AWS Database Blog

Scale your Amazon MemoryDB for Redis clusters at a lower cost with data tiering

Amazon MemoryDB for Redis is a Redis-compatible database service that delivers both in-memory performance and Multi-AZ durability. You can use MemoryDB as a primary database for use cases that require durable storage and ultra-fast performance, like user session data, message streaming between microservices, payment processing, gaming leaderboards, and Internet of Things (IoT).

Today, we announced the availability of data tiering for the AWS Graviton2-based R6gd node types in MemoryDB. When using R6gd nodes, MemoryDB automatically and transparently tiers data between DRAM and locally attached NVMe solid state drives (SSDs). SSDs provide slightly higher latencies for Redis workloads than memory, but also cost significantly less. When using clusters with data tiering, with the R6gd nodes have nearly 5x more total capacity (memory + SSD) and can help you achieve over 60% storage cost savings when running at maximum utilization compared to R6g nodes (memory only) while having minimal performance impact on applications.

Assuming 500-byte String values, you can typically expect an additional 450µs latency for read requests to data stored on SSD compared to read requests to data in memory.

With the largest data tiering node size (db.r6gd.8xlarge), you can now store up to 500 TB in a single 500 node cluster (250 TB when using one read replica). Data tiering is compatible with all Redis commands and data structures supported in MemoryDB. You don’t need any client-side changes to use this feature.

In this post, we describe how to use R6gd instances with data tiering in MemoryDB to scale capacity in a cost-optimal way.

How data tiering works

On a cluster with data tiering, MemoryDB monitors the last access time of every item it stores. When available memory (DRAM) is consumed, MemoryDB uses a least-recently used (LRU) algorithm to automatically move infrequently accessed items from memory to SSD. When data on SSD is subsequently accessed, MemoryDB automatically and asynchronously moves it back to memory before processing the request.
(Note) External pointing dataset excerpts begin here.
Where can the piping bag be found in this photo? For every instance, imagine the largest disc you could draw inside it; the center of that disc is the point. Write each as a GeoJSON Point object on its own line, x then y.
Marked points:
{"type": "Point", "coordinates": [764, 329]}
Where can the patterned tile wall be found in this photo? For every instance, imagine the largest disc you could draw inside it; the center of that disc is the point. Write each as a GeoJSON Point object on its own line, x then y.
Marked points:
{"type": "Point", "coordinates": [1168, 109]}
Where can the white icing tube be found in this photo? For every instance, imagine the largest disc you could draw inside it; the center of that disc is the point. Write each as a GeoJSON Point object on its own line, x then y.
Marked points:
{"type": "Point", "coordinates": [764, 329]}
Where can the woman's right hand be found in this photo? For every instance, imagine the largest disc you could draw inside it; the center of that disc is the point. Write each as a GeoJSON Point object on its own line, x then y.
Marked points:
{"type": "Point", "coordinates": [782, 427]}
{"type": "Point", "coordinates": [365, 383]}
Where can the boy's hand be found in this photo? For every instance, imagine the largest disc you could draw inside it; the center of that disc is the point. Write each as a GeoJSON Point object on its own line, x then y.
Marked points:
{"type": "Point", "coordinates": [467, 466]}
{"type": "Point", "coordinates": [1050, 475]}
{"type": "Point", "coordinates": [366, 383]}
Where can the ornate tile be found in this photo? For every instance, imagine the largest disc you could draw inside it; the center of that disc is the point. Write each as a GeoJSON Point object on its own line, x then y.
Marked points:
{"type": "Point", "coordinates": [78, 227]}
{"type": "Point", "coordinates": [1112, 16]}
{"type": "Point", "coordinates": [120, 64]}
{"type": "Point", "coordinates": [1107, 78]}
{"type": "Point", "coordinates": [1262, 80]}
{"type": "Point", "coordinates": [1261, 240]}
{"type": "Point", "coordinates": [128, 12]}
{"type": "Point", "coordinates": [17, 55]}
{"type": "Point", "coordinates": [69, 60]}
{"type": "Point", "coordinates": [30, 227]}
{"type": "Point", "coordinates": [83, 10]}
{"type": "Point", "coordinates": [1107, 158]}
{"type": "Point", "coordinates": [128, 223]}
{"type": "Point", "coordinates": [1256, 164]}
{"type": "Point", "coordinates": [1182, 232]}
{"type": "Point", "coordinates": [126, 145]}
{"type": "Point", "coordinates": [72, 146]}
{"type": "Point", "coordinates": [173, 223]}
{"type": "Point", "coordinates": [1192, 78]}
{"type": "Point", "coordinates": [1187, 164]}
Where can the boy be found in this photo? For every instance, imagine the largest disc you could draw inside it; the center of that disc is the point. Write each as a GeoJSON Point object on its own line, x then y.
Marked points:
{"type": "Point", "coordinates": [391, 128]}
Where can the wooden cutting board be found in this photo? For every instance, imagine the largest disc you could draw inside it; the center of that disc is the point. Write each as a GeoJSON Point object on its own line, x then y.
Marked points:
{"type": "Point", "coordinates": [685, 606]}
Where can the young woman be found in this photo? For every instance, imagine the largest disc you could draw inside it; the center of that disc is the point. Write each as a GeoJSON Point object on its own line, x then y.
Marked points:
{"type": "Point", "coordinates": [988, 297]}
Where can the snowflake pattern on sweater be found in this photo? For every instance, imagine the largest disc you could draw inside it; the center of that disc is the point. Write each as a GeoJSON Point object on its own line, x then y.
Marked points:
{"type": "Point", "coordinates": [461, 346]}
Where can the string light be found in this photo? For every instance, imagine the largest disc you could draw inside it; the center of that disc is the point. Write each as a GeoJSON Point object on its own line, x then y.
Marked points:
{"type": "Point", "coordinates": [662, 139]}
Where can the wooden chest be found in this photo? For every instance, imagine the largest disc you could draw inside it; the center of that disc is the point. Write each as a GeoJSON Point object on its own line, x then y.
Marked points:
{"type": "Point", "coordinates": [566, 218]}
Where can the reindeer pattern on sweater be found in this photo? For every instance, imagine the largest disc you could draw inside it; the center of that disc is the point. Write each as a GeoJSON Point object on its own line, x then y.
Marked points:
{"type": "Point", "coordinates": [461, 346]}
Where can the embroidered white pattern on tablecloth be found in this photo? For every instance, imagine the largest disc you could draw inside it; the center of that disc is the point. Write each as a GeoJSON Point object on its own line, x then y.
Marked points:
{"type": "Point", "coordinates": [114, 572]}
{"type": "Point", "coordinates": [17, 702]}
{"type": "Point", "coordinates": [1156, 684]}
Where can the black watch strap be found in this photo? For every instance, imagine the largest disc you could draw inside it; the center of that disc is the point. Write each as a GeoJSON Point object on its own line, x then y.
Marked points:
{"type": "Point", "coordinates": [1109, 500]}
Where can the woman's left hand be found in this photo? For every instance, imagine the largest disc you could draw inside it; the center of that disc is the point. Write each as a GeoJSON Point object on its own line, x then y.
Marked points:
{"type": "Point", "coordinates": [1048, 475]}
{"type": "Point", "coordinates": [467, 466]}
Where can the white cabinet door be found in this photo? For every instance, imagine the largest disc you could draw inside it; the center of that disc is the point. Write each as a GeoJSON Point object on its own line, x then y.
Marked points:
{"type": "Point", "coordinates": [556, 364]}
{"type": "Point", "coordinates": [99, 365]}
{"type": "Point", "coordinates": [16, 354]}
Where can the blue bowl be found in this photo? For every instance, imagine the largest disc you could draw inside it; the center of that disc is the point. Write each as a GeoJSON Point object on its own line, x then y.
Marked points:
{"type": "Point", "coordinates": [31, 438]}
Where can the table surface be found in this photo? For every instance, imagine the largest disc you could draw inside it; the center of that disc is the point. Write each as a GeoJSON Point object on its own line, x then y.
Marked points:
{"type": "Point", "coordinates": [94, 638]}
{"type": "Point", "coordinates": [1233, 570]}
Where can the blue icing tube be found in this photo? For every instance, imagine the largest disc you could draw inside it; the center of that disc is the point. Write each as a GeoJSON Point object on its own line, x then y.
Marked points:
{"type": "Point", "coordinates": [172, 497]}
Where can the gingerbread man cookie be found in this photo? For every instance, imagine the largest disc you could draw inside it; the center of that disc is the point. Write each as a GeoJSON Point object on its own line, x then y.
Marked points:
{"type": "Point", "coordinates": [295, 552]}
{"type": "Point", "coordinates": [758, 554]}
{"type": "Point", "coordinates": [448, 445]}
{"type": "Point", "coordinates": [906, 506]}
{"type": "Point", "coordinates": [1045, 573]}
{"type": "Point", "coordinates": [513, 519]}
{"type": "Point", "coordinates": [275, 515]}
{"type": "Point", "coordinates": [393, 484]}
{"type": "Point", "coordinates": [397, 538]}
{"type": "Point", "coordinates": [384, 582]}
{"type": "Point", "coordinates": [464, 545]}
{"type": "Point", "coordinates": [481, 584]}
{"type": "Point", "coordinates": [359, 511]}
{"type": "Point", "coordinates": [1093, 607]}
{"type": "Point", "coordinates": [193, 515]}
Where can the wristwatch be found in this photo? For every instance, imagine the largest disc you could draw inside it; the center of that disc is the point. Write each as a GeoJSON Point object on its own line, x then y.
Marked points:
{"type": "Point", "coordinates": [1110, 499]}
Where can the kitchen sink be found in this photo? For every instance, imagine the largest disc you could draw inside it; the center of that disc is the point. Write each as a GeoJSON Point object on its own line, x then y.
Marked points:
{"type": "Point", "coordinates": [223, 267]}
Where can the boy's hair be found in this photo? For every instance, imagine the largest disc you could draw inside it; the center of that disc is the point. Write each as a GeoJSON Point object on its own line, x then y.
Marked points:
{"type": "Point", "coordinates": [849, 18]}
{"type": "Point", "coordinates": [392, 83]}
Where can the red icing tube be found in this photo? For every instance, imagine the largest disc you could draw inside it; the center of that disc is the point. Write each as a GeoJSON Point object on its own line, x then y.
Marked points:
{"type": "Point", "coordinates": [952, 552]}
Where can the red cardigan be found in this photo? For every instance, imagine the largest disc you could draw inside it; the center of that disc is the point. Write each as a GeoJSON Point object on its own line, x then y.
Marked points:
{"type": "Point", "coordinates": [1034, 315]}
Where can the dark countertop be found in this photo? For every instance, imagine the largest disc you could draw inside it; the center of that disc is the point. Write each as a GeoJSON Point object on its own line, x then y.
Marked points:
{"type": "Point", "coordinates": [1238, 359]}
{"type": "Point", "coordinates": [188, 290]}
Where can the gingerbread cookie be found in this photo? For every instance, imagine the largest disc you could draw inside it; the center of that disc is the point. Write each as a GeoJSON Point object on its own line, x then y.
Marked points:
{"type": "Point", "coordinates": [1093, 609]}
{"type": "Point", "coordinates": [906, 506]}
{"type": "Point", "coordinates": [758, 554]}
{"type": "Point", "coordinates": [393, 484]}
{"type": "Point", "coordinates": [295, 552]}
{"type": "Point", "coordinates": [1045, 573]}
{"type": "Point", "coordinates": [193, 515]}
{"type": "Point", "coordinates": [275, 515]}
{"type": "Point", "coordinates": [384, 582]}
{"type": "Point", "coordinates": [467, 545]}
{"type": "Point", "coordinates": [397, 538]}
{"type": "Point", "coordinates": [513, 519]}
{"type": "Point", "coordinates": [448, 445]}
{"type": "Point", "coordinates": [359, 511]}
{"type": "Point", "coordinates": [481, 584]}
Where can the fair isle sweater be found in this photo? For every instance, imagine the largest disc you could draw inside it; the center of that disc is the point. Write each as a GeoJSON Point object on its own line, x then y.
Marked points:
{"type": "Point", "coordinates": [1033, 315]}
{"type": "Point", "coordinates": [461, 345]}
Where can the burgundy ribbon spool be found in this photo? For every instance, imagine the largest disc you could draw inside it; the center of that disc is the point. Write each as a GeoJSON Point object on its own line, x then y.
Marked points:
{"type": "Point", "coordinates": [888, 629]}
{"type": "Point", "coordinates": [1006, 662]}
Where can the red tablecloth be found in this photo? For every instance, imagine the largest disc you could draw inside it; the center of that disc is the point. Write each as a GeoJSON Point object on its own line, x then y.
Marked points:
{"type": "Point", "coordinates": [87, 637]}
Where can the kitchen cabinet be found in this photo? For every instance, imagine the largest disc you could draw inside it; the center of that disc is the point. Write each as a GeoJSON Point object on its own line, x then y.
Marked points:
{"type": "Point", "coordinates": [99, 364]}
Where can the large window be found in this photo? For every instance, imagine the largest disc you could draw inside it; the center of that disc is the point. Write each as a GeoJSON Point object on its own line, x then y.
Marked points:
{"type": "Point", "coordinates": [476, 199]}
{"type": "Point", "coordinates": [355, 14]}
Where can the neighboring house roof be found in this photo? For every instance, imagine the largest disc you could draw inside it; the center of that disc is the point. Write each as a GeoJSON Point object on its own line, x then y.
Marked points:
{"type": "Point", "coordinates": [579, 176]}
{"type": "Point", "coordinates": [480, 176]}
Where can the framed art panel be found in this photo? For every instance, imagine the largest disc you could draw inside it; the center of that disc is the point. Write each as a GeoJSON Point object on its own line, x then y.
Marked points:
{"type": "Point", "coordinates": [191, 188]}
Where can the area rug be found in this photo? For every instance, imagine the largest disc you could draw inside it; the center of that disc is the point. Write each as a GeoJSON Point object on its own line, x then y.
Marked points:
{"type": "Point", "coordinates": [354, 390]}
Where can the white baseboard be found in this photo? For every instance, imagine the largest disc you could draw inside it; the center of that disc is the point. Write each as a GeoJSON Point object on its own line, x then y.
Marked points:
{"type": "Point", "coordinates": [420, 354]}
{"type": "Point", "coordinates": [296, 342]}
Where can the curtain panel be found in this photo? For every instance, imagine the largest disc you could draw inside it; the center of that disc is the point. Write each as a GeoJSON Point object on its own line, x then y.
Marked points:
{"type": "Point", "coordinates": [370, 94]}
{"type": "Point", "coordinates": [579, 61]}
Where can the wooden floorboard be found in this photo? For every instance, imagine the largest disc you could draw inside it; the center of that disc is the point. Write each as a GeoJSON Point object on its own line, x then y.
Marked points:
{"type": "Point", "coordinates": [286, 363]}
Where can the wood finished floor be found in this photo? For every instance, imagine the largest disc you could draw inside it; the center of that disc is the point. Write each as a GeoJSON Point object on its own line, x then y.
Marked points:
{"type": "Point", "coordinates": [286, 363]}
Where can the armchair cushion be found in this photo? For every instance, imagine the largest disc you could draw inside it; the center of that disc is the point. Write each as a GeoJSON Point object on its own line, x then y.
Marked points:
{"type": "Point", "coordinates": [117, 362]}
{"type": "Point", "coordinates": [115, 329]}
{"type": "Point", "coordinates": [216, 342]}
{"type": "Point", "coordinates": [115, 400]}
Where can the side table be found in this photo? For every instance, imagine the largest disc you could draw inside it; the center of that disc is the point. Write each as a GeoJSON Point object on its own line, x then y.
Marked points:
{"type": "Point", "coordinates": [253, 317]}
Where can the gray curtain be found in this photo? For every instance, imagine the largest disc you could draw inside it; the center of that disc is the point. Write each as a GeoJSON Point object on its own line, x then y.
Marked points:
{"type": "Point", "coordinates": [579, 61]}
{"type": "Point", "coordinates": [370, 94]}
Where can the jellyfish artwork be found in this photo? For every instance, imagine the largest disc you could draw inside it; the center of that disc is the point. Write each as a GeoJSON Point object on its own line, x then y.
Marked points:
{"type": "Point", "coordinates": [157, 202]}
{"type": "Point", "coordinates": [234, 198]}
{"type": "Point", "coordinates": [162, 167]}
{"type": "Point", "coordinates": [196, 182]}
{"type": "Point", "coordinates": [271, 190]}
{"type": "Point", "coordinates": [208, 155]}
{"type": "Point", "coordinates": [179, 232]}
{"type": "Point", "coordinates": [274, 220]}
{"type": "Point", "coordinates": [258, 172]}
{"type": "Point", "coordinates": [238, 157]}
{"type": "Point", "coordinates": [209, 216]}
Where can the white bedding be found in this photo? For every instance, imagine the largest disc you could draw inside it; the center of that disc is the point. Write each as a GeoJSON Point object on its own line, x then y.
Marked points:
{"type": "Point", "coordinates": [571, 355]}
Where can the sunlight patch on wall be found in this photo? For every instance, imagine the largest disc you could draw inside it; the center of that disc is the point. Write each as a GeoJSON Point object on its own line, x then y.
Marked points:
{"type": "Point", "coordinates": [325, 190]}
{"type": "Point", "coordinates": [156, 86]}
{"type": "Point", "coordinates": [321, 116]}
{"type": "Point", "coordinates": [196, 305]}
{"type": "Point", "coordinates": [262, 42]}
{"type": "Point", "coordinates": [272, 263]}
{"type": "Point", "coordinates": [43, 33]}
If you have a workload that accesses only a subset of its data regularly, data tiering is a good option to scale your capacity cost-effectively, often times with no perceivable performance impact to applications.

MemoryDB stores data on NVMe SSDs using a purpose-built tiering engine, which is fine-tuned for high throughput and low latency. Security and data integrity were key areas of focus in the design of the tiering engine. Like all Graviton2-based hardware, MemoryDB R6gd nodes offer always-on 256-bit encrypted DRAM. Additionally, all items stored on NVMe SSDs are encrypted by default (even for clusters that didn’t configure encryption of data at rest) using an XTS-AES-256 block cipher implemented in a hardware module on the node. We perform data integrity validation using a crc32c checksum on each item read from NVMe SSDs.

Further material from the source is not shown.